We were walking slowly up and down the promenade deck of a Union liner—I and a grizzled, world-worn "knock-about," who was returning from the Diamond Fields with a very comfortable balance awaiting him at one of the London banks—and, as is not by any means infrequent among male wanderers on shipboard, our conversation had turned on the Superior Sex and its devious ways in relation to our own.

"Ah, women!" said my companion, blowing with pregnant emphasis a long blue stream of cigar smoke from his pursed-up lips; "they are, as you say, the most complicated pieces of unaccountable cussedness that you can find from one end of creation to the other. Why, I remember how one of the prettiest little incarnations of innocence and all-round sweetness that ever swished a petticoat over a pavement scooped a whole mining camp for all it was worth, and did it singlehanded, too, while all the boys were watching her, and dreaming of anything else than what happened."

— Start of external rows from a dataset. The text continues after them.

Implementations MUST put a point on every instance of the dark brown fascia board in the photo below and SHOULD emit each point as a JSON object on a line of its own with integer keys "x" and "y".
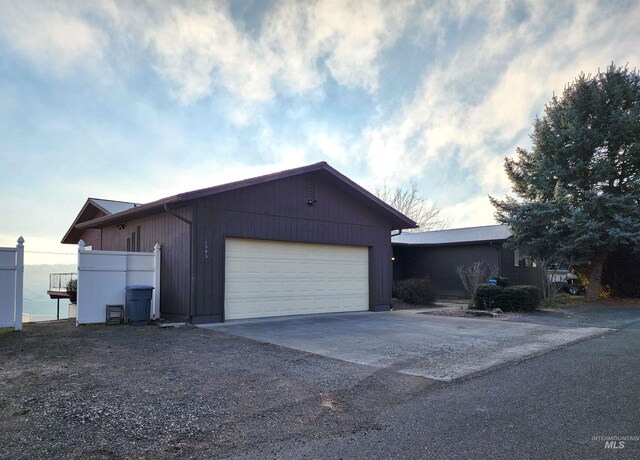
{"x": 402, "y": 221}
{"x": 458, "y": 243}
{"x": 67, "y": 236}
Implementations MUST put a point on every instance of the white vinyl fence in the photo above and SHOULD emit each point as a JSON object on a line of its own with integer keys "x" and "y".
{"x": 11, "y": 285}
{"x": 104, "y": 275}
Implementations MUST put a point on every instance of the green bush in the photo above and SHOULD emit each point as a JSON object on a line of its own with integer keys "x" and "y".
{"x": 72, "y": 290}
{"x": 510, "y": 298}
{"x": 417, "y": 291}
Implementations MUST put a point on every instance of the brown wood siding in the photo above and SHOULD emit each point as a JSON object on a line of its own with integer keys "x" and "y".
{"x": 174, "y": 236}
{"x": 439, "y": 263}
{"x": 278, "y": 210}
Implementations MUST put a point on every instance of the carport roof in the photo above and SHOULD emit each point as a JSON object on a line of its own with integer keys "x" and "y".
{"x": 454, "y": 236}
{"x": 88, "y": 212}
{"x": 399, "y": 220}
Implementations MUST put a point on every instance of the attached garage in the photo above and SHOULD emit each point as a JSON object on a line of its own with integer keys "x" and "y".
{"x": 306, "y": 240}
{"x": 273, "y": 278}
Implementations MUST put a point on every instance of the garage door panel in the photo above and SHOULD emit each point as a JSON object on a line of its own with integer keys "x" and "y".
{"x": 268, "y": 278}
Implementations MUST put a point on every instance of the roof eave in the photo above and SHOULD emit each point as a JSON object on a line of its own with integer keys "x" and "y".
{"x": 400, "y": 221}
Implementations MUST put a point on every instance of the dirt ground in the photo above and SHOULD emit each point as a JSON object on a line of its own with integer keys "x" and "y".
{"x": 146, "y": 392}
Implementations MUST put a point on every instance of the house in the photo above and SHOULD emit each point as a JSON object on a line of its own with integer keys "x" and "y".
{"x": 437, "y": 254}
{"x": 305, "y": 240}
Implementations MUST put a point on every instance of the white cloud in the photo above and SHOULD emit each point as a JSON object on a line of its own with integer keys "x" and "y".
{"x": 199, "y": 48}
{"x": 471, "y": 213}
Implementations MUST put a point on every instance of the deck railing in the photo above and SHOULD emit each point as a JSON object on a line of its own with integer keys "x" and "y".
{"x": 59, "y": 281}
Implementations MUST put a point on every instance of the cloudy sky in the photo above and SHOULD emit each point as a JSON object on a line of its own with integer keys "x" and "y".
{"x": 137, "y": 100}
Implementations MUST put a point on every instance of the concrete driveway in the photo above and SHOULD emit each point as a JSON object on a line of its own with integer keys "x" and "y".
{"x": 436, "y": 347}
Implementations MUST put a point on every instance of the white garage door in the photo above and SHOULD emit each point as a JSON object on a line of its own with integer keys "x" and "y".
{"x": 271, "y": 278}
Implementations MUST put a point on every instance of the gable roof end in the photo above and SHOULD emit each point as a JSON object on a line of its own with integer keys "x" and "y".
{"x": 87, "y": 213}
{"x": 455, "y": 236}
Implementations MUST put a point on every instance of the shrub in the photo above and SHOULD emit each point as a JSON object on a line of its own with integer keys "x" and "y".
{"x": 475, "y": 275}
{"x": 485, "y": 296}
{"x": 520, "y": 298}
{"x": 510, "y": 298}
{"x": 417, "y": 291}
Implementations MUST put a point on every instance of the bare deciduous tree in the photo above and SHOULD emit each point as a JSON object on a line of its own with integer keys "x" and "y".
{"x": 475, "y": 274}
{"x": 408, "y": 201}
{"x": 552, "y": 277}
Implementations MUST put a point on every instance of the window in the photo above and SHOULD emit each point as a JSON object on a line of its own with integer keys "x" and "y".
{"x": 523, "y": 261}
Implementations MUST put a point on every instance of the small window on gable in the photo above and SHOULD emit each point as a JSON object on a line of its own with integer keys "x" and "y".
{"x": 519, "y": 261}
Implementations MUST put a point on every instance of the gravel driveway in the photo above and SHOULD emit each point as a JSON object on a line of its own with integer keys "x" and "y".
{"x": 146, "y": 392}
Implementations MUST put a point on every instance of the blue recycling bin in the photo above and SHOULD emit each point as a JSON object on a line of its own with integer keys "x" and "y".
{"x": 138, "y": 304}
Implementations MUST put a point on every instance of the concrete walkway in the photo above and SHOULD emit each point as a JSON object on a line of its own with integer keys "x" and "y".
{"x": 435, "y": 347}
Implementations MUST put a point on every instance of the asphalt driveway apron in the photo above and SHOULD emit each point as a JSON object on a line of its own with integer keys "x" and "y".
{"x": 435, "y": 347}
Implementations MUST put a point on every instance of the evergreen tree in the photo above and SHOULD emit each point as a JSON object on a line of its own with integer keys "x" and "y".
{"x": 578, "y": 188}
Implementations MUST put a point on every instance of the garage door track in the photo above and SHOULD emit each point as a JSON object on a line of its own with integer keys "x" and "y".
{"x": 435, "y": 347}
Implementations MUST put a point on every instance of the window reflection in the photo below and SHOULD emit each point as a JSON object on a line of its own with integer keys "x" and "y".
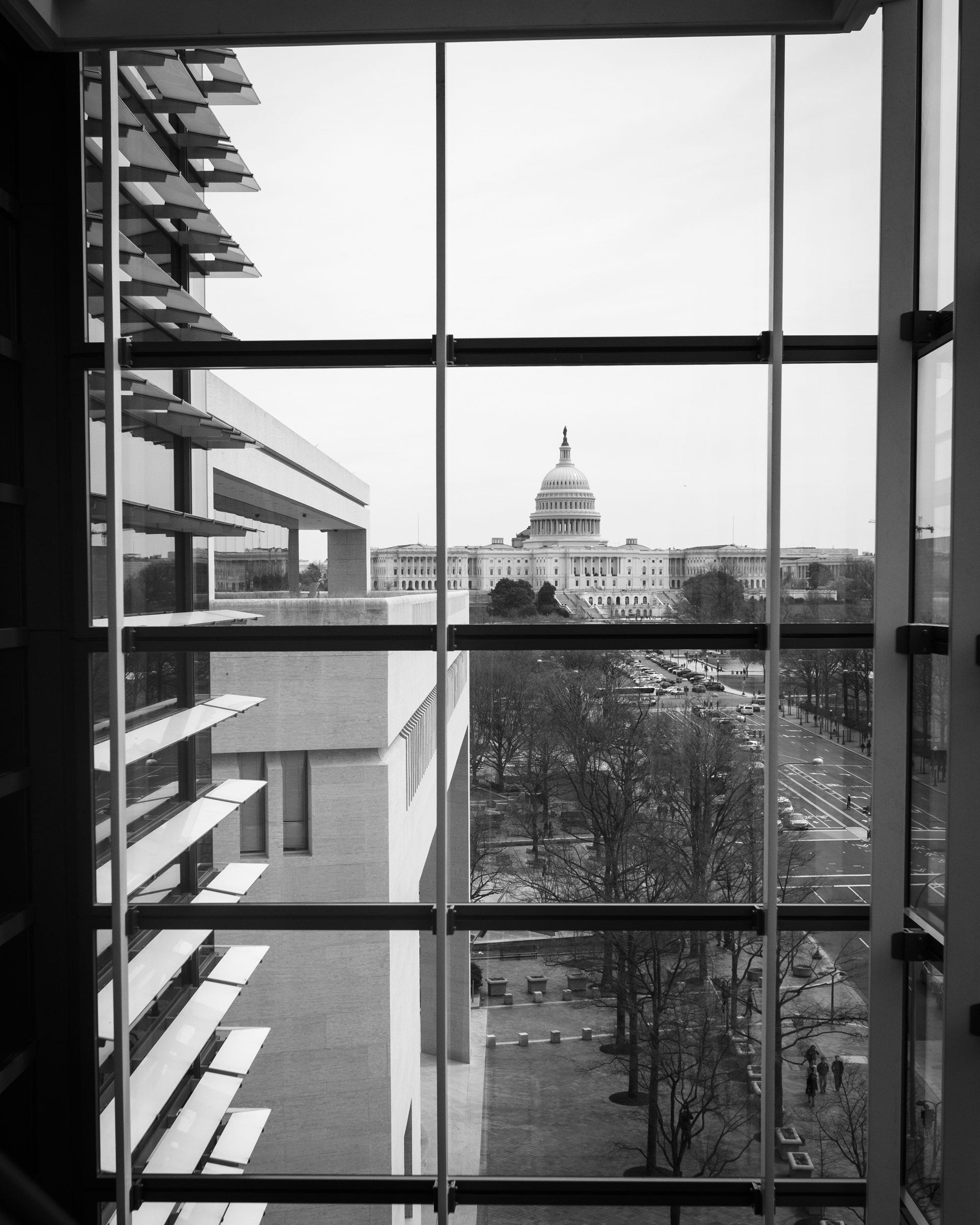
{"x": 930, "y": 724}
{"x": 924, "y": 1088}
{"x": 939, "y": 148}
{"x": 932, "y": 486}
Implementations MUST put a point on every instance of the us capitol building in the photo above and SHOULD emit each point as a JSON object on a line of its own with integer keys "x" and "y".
{"x": 563, "y": 545}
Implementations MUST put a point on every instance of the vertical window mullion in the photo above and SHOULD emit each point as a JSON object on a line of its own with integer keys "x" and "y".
{"x": 442, "y": 1123}
{"x": 771, "y": 749}
{"x": 112, "y": 315}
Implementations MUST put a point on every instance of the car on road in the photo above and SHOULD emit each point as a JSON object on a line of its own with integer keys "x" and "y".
{"x": 797, "y": 821}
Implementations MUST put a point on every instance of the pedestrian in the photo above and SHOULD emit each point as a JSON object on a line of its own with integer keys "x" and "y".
{"x": 824, "y": 1069}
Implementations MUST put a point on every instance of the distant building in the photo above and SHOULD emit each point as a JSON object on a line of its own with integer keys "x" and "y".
{"x": 563, "y": 545}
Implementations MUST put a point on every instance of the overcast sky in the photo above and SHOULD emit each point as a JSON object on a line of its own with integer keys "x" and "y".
{"x": 594, "y": 188}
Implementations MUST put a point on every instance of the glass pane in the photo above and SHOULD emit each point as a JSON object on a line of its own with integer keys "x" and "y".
{"x": 924, "y": 1088}
{"x": 231, "y": 508}
{"x": 608, "y": 188}
{"x": 821, "y": 1084}
{"x": 939, "y": 152}
{"x": 825, "y": 772}
{"x": 616, "y": 530}
{"x": 248, "y": 1043}
{"x": 270, "y": 762}
{"x": 930, "y": 733}
{"x": 609, "y": 1054}
{"x": 832, "y": 179}
{"x": 207, "y": 177}
{"x": 592, "y": 781}
{"x": 829, "y": 493}
{"x": 934, "y": 486}
{"x": 343, "y": 227}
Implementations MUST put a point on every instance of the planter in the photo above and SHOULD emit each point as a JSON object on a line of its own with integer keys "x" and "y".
{"x": 800, "y": 1167}
{"x": 743, "y": 1054}
{"x": 788, "y": 1141}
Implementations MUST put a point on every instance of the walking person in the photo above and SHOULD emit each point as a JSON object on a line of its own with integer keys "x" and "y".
{"x": 824, "y": 1069}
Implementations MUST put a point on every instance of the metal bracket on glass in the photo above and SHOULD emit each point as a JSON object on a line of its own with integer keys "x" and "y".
{"x": 923, "y": 640}
{"x": 915, "y": 946}
{"x": 450, "y": 922}
{"x": 922, "y": 326}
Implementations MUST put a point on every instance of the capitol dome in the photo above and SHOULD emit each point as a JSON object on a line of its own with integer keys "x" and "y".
{"x": 565, "y": 506}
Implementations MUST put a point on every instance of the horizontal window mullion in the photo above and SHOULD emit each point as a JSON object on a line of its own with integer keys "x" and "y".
{"x": 491, "y": 915}
{"x": 270, "y": 637}
{"x": 488, "y": 353}
{"x": 273, "y": 917}
{"x": 286, "y": 1189}
{"x": 738, "y": 636}
{"x": 608, "y": 917}
{"x": 691, "y": 1192}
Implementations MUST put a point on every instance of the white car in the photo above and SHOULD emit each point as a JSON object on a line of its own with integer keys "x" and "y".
{"x": 797, "y": 821}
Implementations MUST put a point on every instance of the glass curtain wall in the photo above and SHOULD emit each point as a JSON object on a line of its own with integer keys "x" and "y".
{"x": 930, "y": 604}
{"x": 383, "y": 758}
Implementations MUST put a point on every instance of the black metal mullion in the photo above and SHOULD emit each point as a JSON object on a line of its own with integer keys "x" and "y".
{"x": 489, "y": 353}
{"x": 743, "y": 636}
{"x": 499, "y": 917}
{"x": 286, "y": 1189}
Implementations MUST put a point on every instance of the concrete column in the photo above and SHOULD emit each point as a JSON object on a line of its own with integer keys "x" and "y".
{"x": 292, "y": 564}
{"x": 459, "y": 891}
{"x": 348, "y": 563}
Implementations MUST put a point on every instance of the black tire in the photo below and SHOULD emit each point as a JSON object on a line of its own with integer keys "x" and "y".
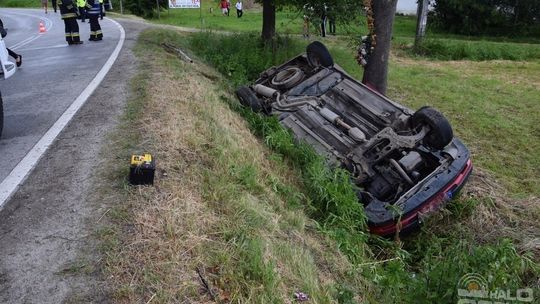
{"x": 440, "y": 133}
{"x": 318, "y": 55}
{"x": 248, "y": 99}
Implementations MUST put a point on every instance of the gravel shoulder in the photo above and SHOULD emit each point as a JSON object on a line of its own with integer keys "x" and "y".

"That sounds interesting," said I. "Would you mind telling me the story?"

"Not a bit; in fact, I like to tell it, for it does me good. It's a warning to me which I can never rub in hard enough. It happened at a rather out-of-the-way camp over the Free State Border that was worked by about four dozen of as hard cases as you ever saw outside a gaol.

"We called the camp Blue Mud Hole, and it was just about as homeless a spot as a bad-natured man would like to send his worst enemy to do penal servitude for life in. There were about a score of shanties chucked round the holes as if they'd been thrown down by accident, and there was one saloon and general store, kept by a sharp-nosed, red-headed, flinty-souled Scotchman, who was as mean a wretch as ever traded off bad liquor for good money, or filled his slate faster than his customers emptied their glasses.

"It was after we had knocked off work for the day, and were making hay of our earnings in this miserable whiskey-mill on drinks at a shilling a tot, half-crown nap, and similar luxuries, when Monkey Joe, a little chap with a twisted spine and arms like a gorilla, who had been on a three-weeks' burst in Kimberley, rode up to the door and began firing both his pistols at the tin roof to fetch us out.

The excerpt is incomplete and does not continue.